Fans will get to appreciate more SOAD, and those still unfamiliar with the band can pick this up knowing they are going to get some fantastic music. One's that make for another high quality album. The hyperactive tone and brilliantly out there lyrics is also in place. There is a track called F*ck the System after all. While the majority of the tracks carry a more melodic and perhaps softer styles, there's still plenty of that hard sound and punk mentality fans expect. Guitarist/vocalist Daron Malakian once said that lead singer Serj Tankian "wanted to sing more" and that he "wanted to do all that, yet not lose the heaviness of the band." These are the tracks where Tankian really got to do that. It's not hard to see that the reason these most of the tracks weren't included on Toxicity is because they are softer than most of the band's previous material. System Of A Down still rocks and delivers another fantastic album. That's not to say the album isn't worth listening to. It's not hard to see that the reason these most of the tracks weren't included on Toxicity is because they are softer than most of Comprised of tracks that didn't make the final cut of Toxicity, these 16 tracks admittedly don't stand out as among the band's best work. However, the band insisted the material was not a b-sides set and have praised the recordings as some of their stronger work.Comprised of tracks that didn't make the final cut of Toxicity, these 16 tracks admittedly don't stand out as among the band's best work. Some of the recordings had begun during the Toxicity sessions, but had been left out due to continuity issues. The album had been produced by System's own Daron Malakian, with in-demand producer Rick Rubin adding his Midas touch to the recordings as well. 26, 2002, System of a Down's Steal This Album officially hit stores.

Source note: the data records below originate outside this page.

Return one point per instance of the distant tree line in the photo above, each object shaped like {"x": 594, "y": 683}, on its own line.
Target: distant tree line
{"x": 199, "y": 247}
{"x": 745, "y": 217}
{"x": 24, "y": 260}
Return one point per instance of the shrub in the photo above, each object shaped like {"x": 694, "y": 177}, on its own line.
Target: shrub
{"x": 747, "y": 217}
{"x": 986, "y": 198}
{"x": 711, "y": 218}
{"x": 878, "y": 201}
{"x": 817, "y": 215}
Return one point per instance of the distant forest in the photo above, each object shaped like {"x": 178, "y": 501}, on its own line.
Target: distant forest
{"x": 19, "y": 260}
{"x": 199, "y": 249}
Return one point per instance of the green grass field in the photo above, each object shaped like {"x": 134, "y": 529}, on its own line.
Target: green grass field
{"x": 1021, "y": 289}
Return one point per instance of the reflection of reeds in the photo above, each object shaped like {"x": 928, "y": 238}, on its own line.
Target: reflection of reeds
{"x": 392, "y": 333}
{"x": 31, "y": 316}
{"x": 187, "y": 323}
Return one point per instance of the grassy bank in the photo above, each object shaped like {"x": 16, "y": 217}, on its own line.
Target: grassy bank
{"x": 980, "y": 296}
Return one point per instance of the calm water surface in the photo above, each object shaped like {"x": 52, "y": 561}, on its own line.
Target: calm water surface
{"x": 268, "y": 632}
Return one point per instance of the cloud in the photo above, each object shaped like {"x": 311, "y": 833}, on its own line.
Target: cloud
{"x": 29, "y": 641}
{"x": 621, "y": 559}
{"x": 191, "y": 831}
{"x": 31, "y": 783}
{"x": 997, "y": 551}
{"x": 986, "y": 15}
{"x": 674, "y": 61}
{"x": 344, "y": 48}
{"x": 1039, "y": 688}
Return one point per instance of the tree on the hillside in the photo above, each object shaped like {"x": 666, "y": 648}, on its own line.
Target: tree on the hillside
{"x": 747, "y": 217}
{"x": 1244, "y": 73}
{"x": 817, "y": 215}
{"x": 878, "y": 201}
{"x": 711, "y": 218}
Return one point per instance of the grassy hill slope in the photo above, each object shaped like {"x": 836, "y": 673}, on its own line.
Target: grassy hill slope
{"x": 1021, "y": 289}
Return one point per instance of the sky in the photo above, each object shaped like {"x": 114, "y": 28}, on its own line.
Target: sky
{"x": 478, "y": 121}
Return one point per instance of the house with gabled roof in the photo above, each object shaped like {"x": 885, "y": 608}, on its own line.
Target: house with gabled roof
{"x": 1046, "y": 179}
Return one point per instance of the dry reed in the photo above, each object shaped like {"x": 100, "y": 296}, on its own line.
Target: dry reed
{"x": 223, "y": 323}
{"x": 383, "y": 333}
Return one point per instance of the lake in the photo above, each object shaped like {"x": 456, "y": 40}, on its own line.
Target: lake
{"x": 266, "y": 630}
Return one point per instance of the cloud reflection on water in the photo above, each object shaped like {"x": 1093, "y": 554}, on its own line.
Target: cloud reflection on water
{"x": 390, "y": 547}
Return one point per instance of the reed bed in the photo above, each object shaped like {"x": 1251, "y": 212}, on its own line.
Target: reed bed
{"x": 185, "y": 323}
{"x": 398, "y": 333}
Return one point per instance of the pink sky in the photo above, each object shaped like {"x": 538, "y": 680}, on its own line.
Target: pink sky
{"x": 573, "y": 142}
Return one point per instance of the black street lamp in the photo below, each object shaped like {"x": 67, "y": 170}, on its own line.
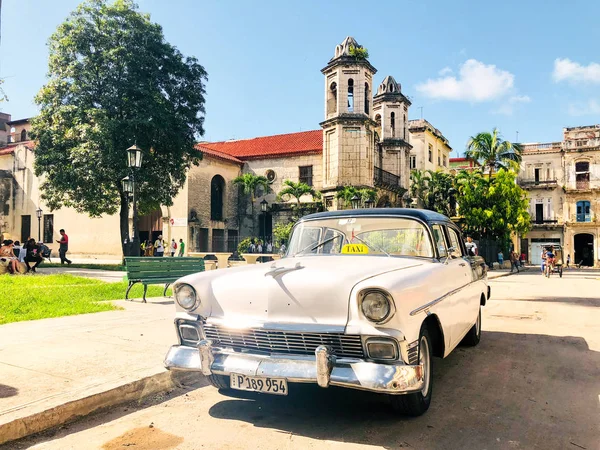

So System of a Down, to their credit, made the best of a bad situation by hastily polishing off most of the tracks in question and preparing an official release for the holiday shopping season, which they wrapped in a spartan package inspired by all those home-burned CDRs made and then ironically named the disc Steal This Album!, in reference to political activist Abbie Hoffman.

Now, barely six months after Toxicity's release, over a dozen new songs - demos, essentially - were being liberally bandied across cyberspace, to the delight of fans, simply happy to hear more SOAD, and the band's consternation over unfinished cuts informally referred to as "Toxicity II." Only a few months prior, in September of 2001, the group had unleashed their breakthrough sophomore album Toxicity and finally begun enjoying mainstream success, nearly four years after their watershed self-titled debut had alerted discerning metal fans to the group's wildly original (and just plain weird) musical formula - summarized by some as Slayer jamming with Faith No More!
MR JACK SYSTEM OF A DOWN ALBUM SERIES
Every musical artist on earth, without exception, was caught in the crosshairs of this new technology and the sudden, illicit consumer behavior it encouraged - most notably top heavy metal dogs Metallica, who led the charge in fighting Napster head on in court, and duly lost their shorts in the court of public opinion, for looking like a bunch of grumpy old capitalists.īut another band victimized by the unauthorized leak of unreleased recordings in this new age of music piracy was Los Angeles nu-metal quartet System of a Down, when a series of outtakes from their sophomore album, Toxicity, somehow made its way out of the vaults and into file-traders' hands, in early 2002. The music industry was going through seismic changes at the turn of the 21st Century, thanks to accelerating advancement of technology, the Internet and a specific revolutionary catalyst called the MP3 file, which allowed fans to indiscriminately share music, both digitally and illegally, via groundbreaking digital tools like Napster.